It is not unusual for organizations to find themselves with multiple and disparate information systems. Such an outcome often breeds stovepipes, or more accurately, isolated silos of data (5). This predicament has been attributed to a variety of reasons, most often a command-and-control-oriented culture (Rosen) and IT governance (6).

However, organizations arrive at such a state for practical reasons as well. As CBER has evolved over the years, so too have the regulations, statutes, agreements, and the IT systems that support its mission. Separate IT systems supporting different areas of need were a natural outcome as regulatory application types, and the organization itself were, at one time, partitioned along similar lines of separation. Separate databases underlying these systems were developed and modified over time, as needs arose, by different sets of stakeholders working in separate organizational units, drawing from different sets of requirements, all working to meet different deadlines. IT system development in CBER conforms most closely to the “spiral model,” a continuous cycle of enhancement and deployment that has proceeded along different timelines for the aforementioned reasons but also because of the nature of funding sources.

Targeted funding brought needed resources but also brought challenges to an otherwise, deliberative, unified design approach. Funding is often highly targeted as the legislation behind each funding source specified areas to be addressed and tracking and reporting requirements, and drove development schedules. This all but precluded the use of a fund beyond its immediate mandate. Even with strong IT governance, development in one domain could not await the development in another when one had been legislated and already funded. Therefore, separate silos of data are often an unavoidable outcome of such a dynamic environment.

Some important legislations that have driven FDA IT systems development in this way are the PDUFA of 1992 and its subsequent amendments, FDAMA of 1997, Bioterrorism Act of 2001, Project Bioshield of 2004, MDUFMA of 2004, Pandemic and All-Hazards Preparedness Act of 2006, Best Pharmaceuticals for Children Act of 2007, Pediatric Research Equity Act of 2007—the latter two being enacted under FDAAA.

To fulfill PDUFA, for example, it would have been unacceptable to use the accompanying funds on IT systems or data domains not covered under the Act, such as whole blood and blood components for transfusion, devices, and compliance activities. Project Bioshield specified funding for implementation of the Emergency Use Authorization (EUA). It would have been unacceptable for delays as part of a larger unified database vision to delay support for the EUA.

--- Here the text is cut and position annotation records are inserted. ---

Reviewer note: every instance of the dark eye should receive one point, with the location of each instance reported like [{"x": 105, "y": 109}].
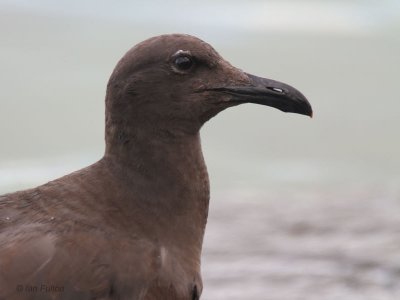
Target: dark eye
[{"x": 183, "y": 63}]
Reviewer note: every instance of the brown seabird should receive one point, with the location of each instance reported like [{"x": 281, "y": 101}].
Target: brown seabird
[{"x": 131, "y": 225}]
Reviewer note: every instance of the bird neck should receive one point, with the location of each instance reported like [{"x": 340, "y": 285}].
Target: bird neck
[{"x": 169, "y": 179}]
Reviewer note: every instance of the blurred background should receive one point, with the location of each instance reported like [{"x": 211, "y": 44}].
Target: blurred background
[{"x": 300, "y": 208}]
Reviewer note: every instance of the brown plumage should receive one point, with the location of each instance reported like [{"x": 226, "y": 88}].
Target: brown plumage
[{"x": 131, "y": 225}]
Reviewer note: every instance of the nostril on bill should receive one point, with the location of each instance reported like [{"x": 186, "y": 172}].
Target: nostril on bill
[{"x": 278, "y": 90}]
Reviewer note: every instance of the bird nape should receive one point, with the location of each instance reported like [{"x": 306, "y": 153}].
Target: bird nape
[{"x": 131, "y": 225}]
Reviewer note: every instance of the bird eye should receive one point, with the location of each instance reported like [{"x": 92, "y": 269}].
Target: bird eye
[{"x": 183, "y": 62}]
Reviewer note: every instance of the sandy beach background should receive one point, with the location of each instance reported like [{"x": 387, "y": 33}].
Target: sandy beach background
[{"x": 300, "y": 208}]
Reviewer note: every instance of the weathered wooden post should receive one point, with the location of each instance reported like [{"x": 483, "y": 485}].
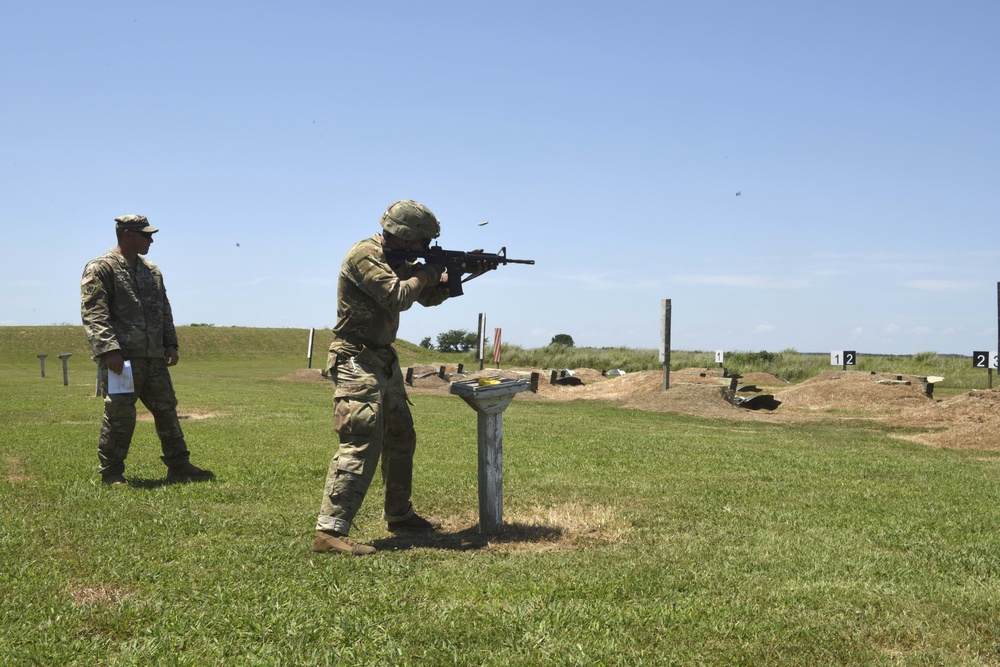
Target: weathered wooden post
[
  {"x": 98, "y": 388},
  {"x": 665, "y": 342},
  {"x": 312, "y": 338},
  {"x": 64, "y": 358},
  {"x": 481, "y": 341},
  {"x": 489, "y": 398}
]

As a federal agency, FDA is also impacted by other external legislation such as the Healthcare Insurance Portability Act of 1997, Federal Information Security Management Act of 2002, American Recovery and Reinvestment Act of 2009, as well as Federal Records Acts.

CONVERGENCE

Reorganizations gradually brought together different stakeholders as they mixed together different areas of regulatory application review. Staff found themselves managing multiple application types and having to navigate across multiple IT systems. Differences among these systems became easily apparent and troublesome. Realization of this prompted the CBER vision of a Vast Regulatory Database in 1997. Several outputs of this vision have endured and have gradually driven the underlying databases toward a significant degree of harmonization, even as FDA and IT staff have turned over and development has continued independently within each IT system team. Development under the spiral model enabled these outputs to be gradually introduced with successive versions of each system. Although greater harmonization is still desired, enough has occurred in key areas to provide important value to CBER for review management and business intelligence.

Notably, some of the key areas are consistent with entities described in Oracle's MDM (7), which may help explain their value to CBER. Commonalities now exist across a number of data domains, database objects, and architecture to substantiate convergence and therefore real progress toward the vision of a unified database.

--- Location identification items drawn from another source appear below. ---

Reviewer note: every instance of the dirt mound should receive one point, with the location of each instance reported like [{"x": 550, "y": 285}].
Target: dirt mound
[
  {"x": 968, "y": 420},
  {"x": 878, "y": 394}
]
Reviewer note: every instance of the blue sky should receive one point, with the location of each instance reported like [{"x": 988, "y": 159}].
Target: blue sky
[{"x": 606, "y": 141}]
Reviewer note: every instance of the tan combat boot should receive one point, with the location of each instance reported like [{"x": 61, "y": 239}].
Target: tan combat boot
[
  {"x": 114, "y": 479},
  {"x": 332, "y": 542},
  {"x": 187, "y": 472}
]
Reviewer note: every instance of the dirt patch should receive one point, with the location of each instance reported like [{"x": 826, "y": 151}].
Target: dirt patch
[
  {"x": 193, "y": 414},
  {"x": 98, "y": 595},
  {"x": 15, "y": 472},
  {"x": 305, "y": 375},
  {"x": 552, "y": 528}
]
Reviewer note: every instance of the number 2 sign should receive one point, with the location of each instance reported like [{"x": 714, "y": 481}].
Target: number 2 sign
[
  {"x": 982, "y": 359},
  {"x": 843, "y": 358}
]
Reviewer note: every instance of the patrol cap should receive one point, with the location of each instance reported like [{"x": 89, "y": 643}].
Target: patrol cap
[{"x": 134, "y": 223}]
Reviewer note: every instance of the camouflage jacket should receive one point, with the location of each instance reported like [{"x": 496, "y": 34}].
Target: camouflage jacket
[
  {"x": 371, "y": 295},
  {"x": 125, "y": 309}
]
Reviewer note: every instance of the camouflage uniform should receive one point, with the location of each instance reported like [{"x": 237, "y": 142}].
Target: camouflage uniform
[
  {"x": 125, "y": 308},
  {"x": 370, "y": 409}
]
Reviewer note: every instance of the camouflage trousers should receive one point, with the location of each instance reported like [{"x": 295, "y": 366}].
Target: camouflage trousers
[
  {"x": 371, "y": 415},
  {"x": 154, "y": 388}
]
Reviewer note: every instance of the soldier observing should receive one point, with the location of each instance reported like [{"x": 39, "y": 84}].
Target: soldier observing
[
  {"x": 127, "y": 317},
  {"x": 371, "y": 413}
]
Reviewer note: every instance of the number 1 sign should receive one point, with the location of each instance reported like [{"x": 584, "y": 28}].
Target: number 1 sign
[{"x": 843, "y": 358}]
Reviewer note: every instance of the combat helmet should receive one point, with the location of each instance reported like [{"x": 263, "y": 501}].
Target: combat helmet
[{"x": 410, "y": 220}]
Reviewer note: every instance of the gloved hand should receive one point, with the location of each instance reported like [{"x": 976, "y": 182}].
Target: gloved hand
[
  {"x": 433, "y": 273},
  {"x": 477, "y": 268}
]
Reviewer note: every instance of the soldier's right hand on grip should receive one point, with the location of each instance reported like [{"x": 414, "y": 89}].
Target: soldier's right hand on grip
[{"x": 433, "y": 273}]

Database convergence in CBER is evident in a number of areas. These are:

  • The data underlying all CBER regulatory IT systems reside within the same database instance, although partitioned into separate schema accounts.

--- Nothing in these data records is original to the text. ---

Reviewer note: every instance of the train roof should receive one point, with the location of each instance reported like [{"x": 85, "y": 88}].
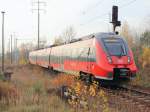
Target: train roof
[{"x": 94, "y": 35}]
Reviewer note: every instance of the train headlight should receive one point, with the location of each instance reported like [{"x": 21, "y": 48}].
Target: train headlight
[
  {"x": 109, "y": 59},
  {"x": 129, "y": 59}
]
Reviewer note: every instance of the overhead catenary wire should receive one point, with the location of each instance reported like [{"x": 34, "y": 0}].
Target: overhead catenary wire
[
  {"x": 127, "y": 4},
  {"x": 92, "y": 7}
]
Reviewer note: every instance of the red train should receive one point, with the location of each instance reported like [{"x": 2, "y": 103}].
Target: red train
[{"x": 104, "y": 56}]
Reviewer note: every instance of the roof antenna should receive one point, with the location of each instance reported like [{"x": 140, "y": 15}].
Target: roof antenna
[{"x": 115, "y": 21}]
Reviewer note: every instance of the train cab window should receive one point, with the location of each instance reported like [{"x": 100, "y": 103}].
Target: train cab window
[{"x": 115, "y": 47}]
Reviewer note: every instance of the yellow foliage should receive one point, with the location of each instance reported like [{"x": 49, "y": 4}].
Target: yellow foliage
[{"x": 146, "y": 57}]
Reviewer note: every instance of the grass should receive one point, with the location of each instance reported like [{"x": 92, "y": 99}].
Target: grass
[{"x": 27, "y": 92}]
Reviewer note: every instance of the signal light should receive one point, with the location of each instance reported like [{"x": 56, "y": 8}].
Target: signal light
[{"x": 115, "y": 14}]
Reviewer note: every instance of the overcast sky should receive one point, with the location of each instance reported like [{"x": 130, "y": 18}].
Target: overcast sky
[{"x": 87, "y": 16}]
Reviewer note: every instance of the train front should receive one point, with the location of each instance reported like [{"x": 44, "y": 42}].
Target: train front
[{"x": 114, "y": 59}]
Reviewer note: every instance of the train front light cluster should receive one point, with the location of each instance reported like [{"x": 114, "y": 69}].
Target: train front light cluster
[{"x": 129, "y": 59}]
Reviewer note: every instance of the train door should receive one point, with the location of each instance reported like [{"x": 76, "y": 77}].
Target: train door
[{"x": 88, "y": 60}]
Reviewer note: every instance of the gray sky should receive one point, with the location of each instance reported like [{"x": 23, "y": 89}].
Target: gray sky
[{"x": 87, "y": 16}]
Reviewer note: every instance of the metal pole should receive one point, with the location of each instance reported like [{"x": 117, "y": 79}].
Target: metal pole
[
  {"x": 38, "y": 24},
  {"x": 11, "y": 49},
  {"x": 3, "y": 49}
]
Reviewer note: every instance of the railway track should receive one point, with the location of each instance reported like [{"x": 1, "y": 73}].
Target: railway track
[{"x": 140, "y": 98}]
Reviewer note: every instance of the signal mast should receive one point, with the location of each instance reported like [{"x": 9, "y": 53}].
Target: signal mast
[{"x": 115, "y": 21}]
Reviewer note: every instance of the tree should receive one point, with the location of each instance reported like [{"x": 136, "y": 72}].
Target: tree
[
  {"x": 145, "y": 39},
  {"x": 68, "y": 34},
  {"x": 125, "y": 32}
]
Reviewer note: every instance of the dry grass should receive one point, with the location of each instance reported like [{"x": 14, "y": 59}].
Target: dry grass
[
  {"x": 34, "y": 89},
  {"x": 27, "y": 92}
]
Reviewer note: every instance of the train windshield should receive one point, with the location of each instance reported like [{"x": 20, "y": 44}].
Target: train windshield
[{"x": 115, "y": 46}]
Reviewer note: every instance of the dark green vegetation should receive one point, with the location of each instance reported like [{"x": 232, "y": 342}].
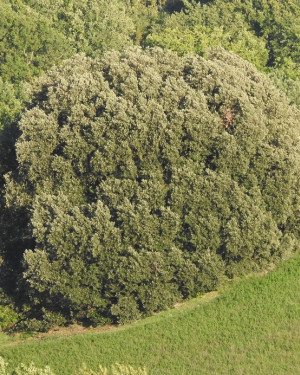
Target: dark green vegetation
[
  {"x": 252, "y": 328},
  {"x": 143, "y": 178},
  {"x": 131, "y": 180}
]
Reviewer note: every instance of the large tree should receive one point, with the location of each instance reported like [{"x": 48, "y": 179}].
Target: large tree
[{"x": 146, "y": 177}]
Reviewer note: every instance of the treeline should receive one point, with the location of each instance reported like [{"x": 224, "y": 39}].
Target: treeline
[
  {"x": 135, "y": 178},
  {"x": 36, "y": 35}
]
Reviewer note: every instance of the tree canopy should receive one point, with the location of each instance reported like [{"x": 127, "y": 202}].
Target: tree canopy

  • Broad use of shared database objects by multiple schemas, e.g., tables, entities or columns, keys, values, stored procedures and functions, sequences

  • Shared use by all systems of a common schema account

  • Sharing/harmony of some key data definitions

  • Commonalities in the storage and characterization of critical dates across schemas

  • Similarities in logical architecture

  • Similarities in scheme administration

  • Use of public synonyms

This was accomplished largely because development teams agreed to make their objects visible (transparent) to each other, exercise a common naming convention for their objects, format similar data types similarly, and publicize useful code for reuse. There are still profound differences among database schemas, e.g., varying degrees of normalization (some highly relational and codified) and differing data domain models. However, the aforementioned master data nature of the commonalities minimizes the importance of these differences with respect to business intelligence as the MDM model suggests. For example, shared tables exist for valid values and pick lists, reviewer names, review organizations, review schedule types, company contacts, manufacturing facilities and addresses, and product names. Critical dates are stored and named in similar ways such as dates for receipt, review status, and completions. Due dates are stored physically different across schemas but logically similar, e.g., either as values in physical tables (in RMS/BLA) or as derived values encapsulated in database objects such as a view (in BIRAMS). These objects are similarly named across schemas and kept conspicuous with public synonyms. A submission numbering and hierarchy scheme ensures unique numbering and parent–child relationships across application databases, the submission tracking number (STN).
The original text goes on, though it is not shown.